Friday 9 May 2008

Richard Dawkins Is At It Again

Not that Cardinal Murphy-O'Connor was too good on Today, I have to say.

What is the view of Richard Dawkins among serious atheist philosophers such as, say, A C Grayling (who should be thoroughly ashamed of himself, regularly tickling populist fancies for cash over at the Guardian by means of what he must know to be works of historical illiteracy)? Do they not resent the attention that he receives, as theologians used to (and sometimes still do) resent the attention received by C S Lewis? To be fair, Lewis was a much better theologian than Dawkins is a philosopher.

Yet the cult of Dawkins is the most fanatical in Britain today. Just try pointing out that a gene can no more be selfish than it can be envious, or empathetic, or altruistic. Or that memes are a ridiculous concept, as evidenced by (to use only the example of religion) the fact that people regularly change religions, or become religious having been atheistic and secular, or become atheistic and secular having been religious. The Dawkinsolaters believe, as Dawkins himself shows signs of believing, that whatever he says is by definition science, so that anyone who questions or denies it is by definition anti-scientific.

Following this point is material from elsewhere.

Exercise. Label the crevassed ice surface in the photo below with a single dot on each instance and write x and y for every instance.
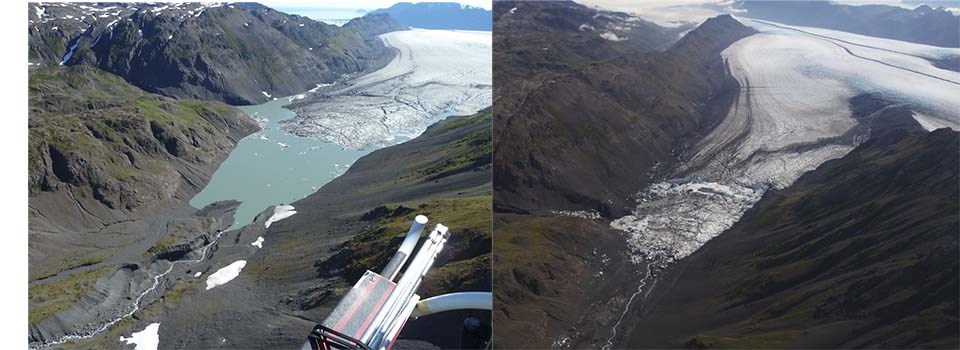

But then, try pointing out that the theory of the survival of the fittest is tautologous, since the only way to spot the fittest is that they are the ones that survive. Or that the hugely popular drawings of an ape slowly moving upright until it becomes a man are dishonest on every conceivable level. Or that nothing at all is proved by the fact that one species inhabited a place later than another to which it was, in whatever way, relatively similar, there being no ground whatever for supposing on this basis that the later species was descended from the earlier one.

And never, ever ask about irreducible complexity. Or, since all cells come from cells, about where the first cell came from, and why this can never be repeated. Or why, for example, Dawkins and the late Stephen Jay Gould agreed with each other about practically nothing in any specific way, except their shared disagreement with Darwin about practically everything specific. It is forbidden to ask these questions at all.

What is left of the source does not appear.